Lebanese Red Cross ambulances suffer new security incidents
Heavy bombing has continued in the south of the country over the past three days. Medical staff from the Lebanese Red Cross Society continue evacuating the wounded and sick under very difficult and dangerous conditions. The Society reported five security incidents in recent days affecting ambulances, events that highlight the obligation to spare those engaged in medical work.
The latest of these incidents occurred on 23 July, at 11.15 pm in Cana, a village in southern Lebanon. According to Lebanese Red Cross reports, two of its ambulances were struck by munitions, although both vehicles were clearly marked by the red cross emblem and flashing lights that were visible at a great distance. The incident happened while first-aid workers were transferring wounded patients from one ambulance to another. As a result, nine people including six Red Cross volunteers were wounded. “The ICRC is gravely concerned about the safety of medical staff “, said Balthasar Staehelin, the organization’s delegate-general for the Middle East and North Africa. “We have raised this issue with the Israeli authorities and urged them to take the measures needed to avoid such incidents in the future.”
Among other incidents of this type, on 19 July the Society’s first-aid station in Insarieh was damaged, as were two ambulances. A first-aid worker suffered minor injuries. On 18 July, an ambulance received a direct hit while on a first-aid and evacuation mission.
The Lebanese Red Cross has been constantly active since the beginning of the crisis, meeting the most pressing needs of the civilian population with its 2,400 volunteers, 42 ambulance stations and over 50 clinics and other medical facilities across the country. It remains one of the few organizations able to evacuate war wounded and civilians under fire. The Society works in full cooperation with the ICRC.
Food stocks and medical supplies running low, water shortages reported in several villages in south
Food stocks in many parts of Lebanon are running low. Water shortages are already affecting several villages in southern Lebanon owing to a lack of electricity and fuel. In certain areas, shortages of medical supplies in health-care facilities are feared in the near future.
In the Tyre district, an estimated 110,000 people (20,000 families), both displaced people and residents, may soon run out of water and food. In many southern villages, dead bodies remain buried under rubble.
In the city of Tyre, the number of internally displaced people is fluctuating greatly as people flee northwards. Displaced people are receiving limited aid from the municipality of Tyre and other organizations. However, water shortages have been reported and hygiene conditions are poor. The main hospitals in the town are functioning satisfactorily well and for the time being have enough medicines.
Apart from emergency care for the wounded, access to medical services in southern Lebanon has been severely restricted.
ICRC aid reaches Tyre and Marjayoun
On 24 July, two ICRC trucks reached Tyre. Marjayoun was also reached, for the first time, by several ICRC vehicles. The aid delivered consisted of two truckloads of family-sized food rations for distribution south of Tyre, and one truckload of emergency medical supplies for Marjayoun.
The organization also provided the Ministry of Health with dialysis equipment.
The ICRC now has two operational offices in Tyre and Marjayoun, in addition to its Beirut delegation.

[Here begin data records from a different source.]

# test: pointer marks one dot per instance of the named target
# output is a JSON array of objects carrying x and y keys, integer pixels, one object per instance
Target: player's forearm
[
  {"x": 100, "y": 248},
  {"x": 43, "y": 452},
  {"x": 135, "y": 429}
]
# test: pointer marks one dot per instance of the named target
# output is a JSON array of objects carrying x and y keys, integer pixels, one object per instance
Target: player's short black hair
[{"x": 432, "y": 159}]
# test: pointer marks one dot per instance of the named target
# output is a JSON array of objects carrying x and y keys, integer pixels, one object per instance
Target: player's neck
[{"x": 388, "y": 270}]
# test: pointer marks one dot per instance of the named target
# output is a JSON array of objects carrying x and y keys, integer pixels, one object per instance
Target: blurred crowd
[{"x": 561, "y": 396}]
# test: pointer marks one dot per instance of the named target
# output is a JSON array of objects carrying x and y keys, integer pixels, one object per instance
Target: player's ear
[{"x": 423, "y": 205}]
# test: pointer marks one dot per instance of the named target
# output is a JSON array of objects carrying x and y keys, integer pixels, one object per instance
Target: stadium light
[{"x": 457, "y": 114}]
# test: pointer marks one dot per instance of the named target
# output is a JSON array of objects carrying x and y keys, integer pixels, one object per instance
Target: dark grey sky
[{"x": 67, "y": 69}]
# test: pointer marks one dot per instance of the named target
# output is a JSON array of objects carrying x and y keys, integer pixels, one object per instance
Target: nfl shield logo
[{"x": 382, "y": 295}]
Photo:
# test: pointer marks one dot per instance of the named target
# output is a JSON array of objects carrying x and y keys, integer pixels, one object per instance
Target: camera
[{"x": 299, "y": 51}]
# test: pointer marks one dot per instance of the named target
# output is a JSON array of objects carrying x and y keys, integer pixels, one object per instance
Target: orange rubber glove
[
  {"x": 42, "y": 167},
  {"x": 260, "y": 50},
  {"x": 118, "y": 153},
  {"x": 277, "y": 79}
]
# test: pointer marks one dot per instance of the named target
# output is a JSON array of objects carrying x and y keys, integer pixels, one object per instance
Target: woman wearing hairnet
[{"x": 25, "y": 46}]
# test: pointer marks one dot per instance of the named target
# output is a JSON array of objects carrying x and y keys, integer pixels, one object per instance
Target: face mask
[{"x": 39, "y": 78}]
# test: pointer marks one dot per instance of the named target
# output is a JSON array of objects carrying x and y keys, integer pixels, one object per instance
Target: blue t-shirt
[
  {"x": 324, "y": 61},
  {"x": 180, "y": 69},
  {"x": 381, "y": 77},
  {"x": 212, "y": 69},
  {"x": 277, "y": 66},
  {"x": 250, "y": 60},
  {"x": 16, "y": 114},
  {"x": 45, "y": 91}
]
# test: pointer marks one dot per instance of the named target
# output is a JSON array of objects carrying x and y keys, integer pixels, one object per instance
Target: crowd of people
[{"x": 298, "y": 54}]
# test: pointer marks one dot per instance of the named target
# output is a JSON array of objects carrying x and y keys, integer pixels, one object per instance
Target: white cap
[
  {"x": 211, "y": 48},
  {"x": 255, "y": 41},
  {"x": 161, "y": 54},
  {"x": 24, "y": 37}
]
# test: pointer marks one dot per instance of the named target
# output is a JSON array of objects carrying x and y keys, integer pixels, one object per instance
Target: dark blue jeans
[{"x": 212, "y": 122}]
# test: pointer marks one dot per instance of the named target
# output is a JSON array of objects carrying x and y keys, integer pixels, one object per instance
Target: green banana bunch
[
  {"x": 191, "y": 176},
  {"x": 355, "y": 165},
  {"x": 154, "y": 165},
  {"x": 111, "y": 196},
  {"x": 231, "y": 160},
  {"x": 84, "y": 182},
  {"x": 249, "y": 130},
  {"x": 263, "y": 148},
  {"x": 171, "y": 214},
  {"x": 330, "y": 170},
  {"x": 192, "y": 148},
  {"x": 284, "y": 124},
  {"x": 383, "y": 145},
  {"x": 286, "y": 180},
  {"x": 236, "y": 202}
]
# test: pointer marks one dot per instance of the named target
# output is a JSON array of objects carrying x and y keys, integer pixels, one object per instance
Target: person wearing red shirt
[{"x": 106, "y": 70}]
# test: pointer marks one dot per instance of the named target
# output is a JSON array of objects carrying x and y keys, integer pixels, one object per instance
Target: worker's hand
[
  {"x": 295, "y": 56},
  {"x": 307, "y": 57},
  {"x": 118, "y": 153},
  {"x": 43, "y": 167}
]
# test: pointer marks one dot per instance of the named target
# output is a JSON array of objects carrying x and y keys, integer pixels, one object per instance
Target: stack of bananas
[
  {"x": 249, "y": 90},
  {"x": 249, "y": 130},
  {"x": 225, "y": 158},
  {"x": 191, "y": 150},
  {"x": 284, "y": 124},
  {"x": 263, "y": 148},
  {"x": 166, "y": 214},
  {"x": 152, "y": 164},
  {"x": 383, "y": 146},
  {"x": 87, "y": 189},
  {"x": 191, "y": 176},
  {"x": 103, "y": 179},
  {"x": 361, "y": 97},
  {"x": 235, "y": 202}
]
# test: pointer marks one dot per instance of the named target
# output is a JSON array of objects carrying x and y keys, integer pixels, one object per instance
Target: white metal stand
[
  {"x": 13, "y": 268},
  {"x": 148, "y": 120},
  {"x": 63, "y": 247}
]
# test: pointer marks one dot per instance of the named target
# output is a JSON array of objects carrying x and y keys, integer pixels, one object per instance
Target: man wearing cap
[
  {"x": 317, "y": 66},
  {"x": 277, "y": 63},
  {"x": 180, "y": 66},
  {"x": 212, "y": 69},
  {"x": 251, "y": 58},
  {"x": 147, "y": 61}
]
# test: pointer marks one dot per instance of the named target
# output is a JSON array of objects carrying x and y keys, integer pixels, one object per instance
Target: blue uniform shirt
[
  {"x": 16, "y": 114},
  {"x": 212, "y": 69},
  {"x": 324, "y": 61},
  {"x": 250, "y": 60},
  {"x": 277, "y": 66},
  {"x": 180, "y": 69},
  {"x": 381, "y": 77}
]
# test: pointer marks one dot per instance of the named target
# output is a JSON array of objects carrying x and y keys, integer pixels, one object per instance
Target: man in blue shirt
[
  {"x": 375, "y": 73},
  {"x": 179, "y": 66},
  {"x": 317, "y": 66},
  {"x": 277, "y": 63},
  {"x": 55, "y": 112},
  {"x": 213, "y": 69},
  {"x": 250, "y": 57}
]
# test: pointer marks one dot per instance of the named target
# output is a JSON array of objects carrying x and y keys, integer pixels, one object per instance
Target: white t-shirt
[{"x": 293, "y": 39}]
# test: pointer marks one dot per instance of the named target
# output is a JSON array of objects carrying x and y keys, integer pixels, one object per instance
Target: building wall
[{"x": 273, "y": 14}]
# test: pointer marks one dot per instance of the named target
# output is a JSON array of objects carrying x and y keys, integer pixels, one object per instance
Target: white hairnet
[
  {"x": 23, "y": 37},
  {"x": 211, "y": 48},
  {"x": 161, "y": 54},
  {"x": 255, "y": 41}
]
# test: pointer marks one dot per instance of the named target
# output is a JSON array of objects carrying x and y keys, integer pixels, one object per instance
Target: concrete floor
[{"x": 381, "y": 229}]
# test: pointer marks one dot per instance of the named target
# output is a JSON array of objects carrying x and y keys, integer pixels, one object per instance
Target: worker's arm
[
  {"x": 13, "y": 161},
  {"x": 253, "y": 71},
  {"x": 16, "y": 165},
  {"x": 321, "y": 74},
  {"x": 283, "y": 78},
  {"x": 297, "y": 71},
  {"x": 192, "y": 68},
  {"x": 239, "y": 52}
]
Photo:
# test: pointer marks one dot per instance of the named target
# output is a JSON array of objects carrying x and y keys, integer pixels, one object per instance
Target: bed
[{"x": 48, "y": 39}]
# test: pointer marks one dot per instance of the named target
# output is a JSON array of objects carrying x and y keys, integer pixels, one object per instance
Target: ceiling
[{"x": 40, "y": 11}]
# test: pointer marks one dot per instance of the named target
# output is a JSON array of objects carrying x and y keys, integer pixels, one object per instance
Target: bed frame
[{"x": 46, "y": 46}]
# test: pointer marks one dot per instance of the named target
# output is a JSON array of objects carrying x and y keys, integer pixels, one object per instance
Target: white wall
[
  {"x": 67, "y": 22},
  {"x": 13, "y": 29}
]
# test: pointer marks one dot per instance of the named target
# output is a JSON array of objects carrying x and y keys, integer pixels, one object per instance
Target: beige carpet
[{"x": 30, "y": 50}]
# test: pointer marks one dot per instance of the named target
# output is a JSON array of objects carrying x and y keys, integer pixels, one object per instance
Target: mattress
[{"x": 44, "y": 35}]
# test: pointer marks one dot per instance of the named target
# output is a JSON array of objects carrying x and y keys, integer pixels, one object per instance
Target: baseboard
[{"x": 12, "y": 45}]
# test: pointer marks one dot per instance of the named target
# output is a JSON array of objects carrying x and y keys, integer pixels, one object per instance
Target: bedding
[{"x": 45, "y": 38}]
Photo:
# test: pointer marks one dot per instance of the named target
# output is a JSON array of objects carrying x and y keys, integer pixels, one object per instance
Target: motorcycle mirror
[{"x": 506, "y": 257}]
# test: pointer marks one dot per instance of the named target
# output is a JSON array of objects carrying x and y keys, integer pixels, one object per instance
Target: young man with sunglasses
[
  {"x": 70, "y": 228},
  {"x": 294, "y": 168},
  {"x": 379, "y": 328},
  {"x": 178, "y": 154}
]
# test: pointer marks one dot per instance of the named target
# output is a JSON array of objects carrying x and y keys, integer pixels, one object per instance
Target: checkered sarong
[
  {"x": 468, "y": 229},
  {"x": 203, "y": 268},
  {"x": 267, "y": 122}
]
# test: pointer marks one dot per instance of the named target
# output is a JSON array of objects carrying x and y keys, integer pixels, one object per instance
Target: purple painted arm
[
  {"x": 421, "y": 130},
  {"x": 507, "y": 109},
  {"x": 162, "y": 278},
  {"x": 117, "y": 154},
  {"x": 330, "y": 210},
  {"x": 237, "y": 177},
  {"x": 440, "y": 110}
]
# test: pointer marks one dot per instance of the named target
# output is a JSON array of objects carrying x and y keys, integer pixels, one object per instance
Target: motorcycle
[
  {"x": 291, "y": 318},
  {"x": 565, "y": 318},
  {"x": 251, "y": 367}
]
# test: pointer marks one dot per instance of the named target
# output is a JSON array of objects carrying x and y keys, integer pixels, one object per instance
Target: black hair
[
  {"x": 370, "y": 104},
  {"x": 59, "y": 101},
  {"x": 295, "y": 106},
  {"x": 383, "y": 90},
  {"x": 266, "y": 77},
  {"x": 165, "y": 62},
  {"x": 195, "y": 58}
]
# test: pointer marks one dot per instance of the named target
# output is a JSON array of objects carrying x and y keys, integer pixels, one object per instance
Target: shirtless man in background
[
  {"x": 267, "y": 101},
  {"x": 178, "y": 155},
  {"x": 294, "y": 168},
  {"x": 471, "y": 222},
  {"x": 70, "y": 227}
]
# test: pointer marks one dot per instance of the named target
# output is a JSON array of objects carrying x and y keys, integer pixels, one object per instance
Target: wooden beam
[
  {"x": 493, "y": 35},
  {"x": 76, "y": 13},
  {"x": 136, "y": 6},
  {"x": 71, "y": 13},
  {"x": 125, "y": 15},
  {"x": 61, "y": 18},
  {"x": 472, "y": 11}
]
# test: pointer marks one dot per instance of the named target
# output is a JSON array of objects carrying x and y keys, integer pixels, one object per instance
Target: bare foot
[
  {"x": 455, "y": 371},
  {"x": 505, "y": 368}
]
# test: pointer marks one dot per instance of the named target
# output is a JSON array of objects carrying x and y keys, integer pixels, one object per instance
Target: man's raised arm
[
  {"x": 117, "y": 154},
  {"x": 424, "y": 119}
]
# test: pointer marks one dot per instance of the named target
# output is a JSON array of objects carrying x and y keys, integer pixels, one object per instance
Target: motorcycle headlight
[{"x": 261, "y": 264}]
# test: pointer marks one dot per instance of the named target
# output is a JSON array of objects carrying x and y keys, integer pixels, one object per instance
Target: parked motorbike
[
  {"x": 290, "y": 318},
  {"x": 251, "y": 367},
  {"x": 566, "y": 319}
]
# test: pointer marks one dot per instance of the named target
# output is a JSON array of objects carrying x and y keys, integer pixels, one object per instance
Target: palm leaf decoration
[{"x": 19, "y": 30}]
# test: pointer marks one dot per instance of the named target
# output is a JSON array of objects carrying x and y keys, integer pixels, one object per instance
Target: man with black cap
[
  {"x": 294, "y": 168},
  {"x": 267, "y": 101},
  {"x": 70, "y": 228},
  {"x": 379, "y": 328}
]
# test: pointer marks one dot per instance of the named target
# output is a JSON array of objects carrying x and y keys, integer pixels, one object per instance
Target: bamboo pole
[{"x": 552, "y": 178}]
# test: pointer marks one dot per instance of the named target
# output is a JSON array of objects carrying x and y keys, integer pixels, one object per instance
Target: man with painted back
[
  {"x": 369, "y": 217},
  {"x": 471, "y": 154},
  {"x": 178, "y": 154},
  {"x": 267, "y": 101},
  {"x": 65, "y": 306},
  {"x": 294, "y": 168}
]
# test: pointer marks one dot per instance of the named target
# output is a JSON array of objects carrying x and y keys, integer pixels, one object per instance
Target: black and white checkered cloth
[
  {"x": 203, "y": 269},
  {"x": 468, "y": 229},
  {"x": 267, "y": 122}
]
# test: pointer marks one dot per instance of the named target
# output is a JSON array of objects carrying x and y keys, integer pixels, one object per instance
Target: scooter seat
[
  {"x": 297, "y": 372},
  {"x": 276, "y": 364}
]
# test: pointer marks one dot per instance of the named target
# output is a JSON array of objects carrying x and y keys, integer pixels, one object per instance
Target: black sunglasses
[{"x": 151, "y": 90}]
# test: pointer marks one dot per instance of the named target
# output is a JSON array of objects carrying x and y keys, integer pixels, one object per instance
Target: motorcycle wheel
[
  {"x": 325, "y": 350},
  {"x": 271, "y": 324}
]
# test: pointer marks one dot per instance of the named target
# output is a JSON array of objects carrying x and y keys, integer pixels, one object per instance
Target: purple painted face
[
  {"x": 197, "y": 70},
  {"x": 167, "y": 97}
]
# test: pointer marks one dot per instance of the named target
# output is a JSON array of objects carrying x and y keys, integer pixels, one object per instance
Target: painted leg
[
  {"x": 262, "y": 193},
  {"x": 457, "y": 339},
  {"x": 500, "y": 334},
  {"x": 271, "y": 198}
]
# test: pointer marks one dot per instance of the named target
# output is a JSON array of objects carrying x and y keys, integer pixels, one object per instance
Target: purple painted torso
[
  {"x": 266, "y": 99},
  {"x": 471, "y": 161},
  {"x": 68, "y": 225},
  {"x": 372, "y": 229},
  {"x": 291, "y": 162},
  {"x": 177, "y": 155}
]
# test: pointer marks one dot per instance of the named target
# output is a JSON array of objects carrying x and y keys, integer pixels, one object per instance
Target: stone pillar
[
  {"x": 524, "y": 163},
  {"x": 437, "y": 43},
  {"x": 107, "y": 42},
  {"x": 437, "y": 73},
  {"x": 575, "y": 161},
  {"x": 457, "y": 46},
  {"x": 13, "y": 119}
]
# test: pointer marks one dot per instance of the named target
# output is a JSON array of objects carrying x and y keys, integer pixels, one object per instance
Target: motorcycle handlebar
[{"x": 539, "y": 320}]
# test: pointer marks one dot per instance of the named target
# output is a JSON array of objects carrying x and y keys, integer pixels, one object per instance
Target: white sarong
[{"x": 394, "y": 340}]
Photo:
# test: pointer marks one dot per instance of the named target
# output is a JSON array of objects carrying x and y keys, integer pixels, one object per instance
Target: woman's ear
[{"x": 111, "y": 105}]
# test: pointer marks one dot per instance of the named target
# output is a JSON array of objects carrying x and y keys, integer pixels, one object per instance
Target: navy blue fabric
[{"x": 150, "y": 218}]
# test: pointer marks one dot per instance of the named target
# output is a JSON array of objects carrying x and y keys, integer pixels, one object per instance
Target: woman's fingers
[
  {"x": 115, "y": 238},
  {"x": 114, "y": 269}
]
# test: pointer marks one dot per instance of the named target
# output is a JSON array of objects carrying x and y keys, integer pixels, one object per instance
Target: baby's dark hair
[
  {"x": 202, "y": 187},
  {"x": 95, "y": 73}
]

Surgical specialist tours southern Lebanon
On 22 and 23 July, an ICRC war surgeon visited hospitals and other medical facilities - including those run by the Lebanese Red Cross in Tyre, Bent Jbeil, Cana and Tebnine - to provide ad hoc support for the treatment of the wounded and to assess needs.
Red Cross/Red Crescent action
Since the beginning of the crisis, Lebanese Red Cross ambulances have taken 333 wounded people to hospital and removed 75 dead. Red Cross vehicles have also evacuated 1,754 civilians in cases of serious need. The Society is also providing medical care for internally displaced persons all over the country.
Working closely with the Lebanese Red Cross, the ICRC continues to coordinate action by the Red Cross/Red Crescent Movement in Lebanon. Numerous National Societies are sending staff and relief and medical supplies.
Following requests from the Palestine Red Crescent branch in Lebanon, the ICRC is providing medical supplies for the ongoing operations of its hospital there.
The Syrian Arab Red Crescent has so far sent water and mobile telephone equipment. Meanwhile, Syrian Red Crescent volunteers and first-aid posts at four border posts are assisting refugees arriving in Syria from Lebanon.